Oklahoma State
Senate
Senator Cal Hobson
Chairman, Transportation
Senate District 16
Cleveland and MCClain Counties
For Immediate Release:
November 10, 2005
Hobson to Hiett: Why Continue the Wait?
Veteran Senator Cal
Hobson questioned Thursday why, if House Speaker Todd Hiett believes
the Oklahoma prisons have been under-funded for 10 years, he is willing
to wait until next year to address the critical staffing shortage in the
Oklahoma Department of Corrections.
“On a campaign stop in Enid last week the Speaker indicated that
the problems facing DOC are not new and, he claimed, date back 10 years,
but he continues to refuse to be willing to address them until next year.
It just doesn’t make any sense to me to refuse to correct a problem
that he admit exists just because it’s not a new problem,”
Hobson said, referring to an interview Hiett granted to a reporter from
the Oklahoma Educational Television Authority last week.
Governor Brad Henry added Corrections funding to his special session call
in June. In July, in response to the Governor’s call, Senate Democrats
unveiled an $11 million plan that would allow DOC to hire 150 new guards
in Fiscal Year 2006. House leaders refused to negotiate on the issue and
in late August, the Senate returned the Capitol alone and voted 46-1 in
favor of the $11 million funding plan.
Hiett has steadfastly insisted that the Corrections issue can wait until
February.
“For more than two months, the House has refused to act on a measure
that would put dozens of new corrections officers in the state’s
prisons before the next regular session of the Legislature convenes February
6. While we’re waiting on the Speaker to act, our corrections officers,
the inmates in our prisons and our families are at risk,” said Hobson,
whose district includes two state prisons.
Since the Governor called on the Legislature to address the staffing shortages
in our prisons, one inmate has been killed, several more have been wounded.
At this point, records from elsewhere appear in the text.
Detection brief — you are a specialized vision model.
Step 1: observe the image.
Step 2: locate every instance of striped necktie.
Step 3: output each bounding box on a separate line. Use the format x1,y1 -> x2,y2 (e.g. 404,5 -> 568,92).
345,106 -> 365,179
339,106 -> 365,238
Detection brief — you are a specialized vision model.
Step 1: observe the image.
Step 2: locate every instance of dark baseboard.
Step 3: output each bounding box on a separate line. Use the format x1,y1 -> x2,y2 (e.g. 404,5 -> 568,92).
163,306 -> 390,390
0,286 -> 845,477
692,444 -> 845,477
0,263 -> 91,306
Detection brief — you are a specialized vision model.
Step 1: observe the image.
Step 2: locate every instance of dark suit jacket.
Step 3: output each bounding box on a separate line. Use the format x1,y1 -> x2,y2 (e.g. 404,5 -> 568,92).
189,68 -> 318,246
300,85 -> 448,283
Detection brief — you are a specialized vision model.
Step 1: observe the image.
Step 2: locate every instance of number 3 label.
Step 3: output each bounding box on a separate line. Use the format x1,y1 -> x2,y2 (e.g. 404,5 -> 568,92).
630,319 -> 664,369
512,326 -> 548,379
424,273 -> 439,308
“In my own hometown a woman was kidnapped when a convicted rapist
and a convicted murderer escaped from the Joseph Harp Correctional Center,”
Hobson said. “This is a real public safety crisis and it’s
irresponsible for the Speaker not to be willing to address it as soon
as possible.”
Hiett, Hobson pointed out, has said lawmakers should comprehensively review
the Department of Corrections and enact a permanent fix to prevent future
staffing shortages.
“I don’t think anyone disagrees that we want to prevent this
kind of crisis from arising in the future and I’m in favor of taking
a comprehensive look at our prison system next session. That is no reason,
however, not to act as soon as we can to begin increasing the number of
corrections officers in our state prisons,” said Hobson who is entering
his 28th year in the Legislature.
“I’ve been around the legislative process long enough to know
that if the Speaker insists on including additional funds for District
Attorneys, raises for State Troopers and other things in the bill that
provides funding to reduce the shortage of corrections officers, the battle
could drag out until May. I’m not willing to wait that long to do
what’s necessary to make the people in my district safe.”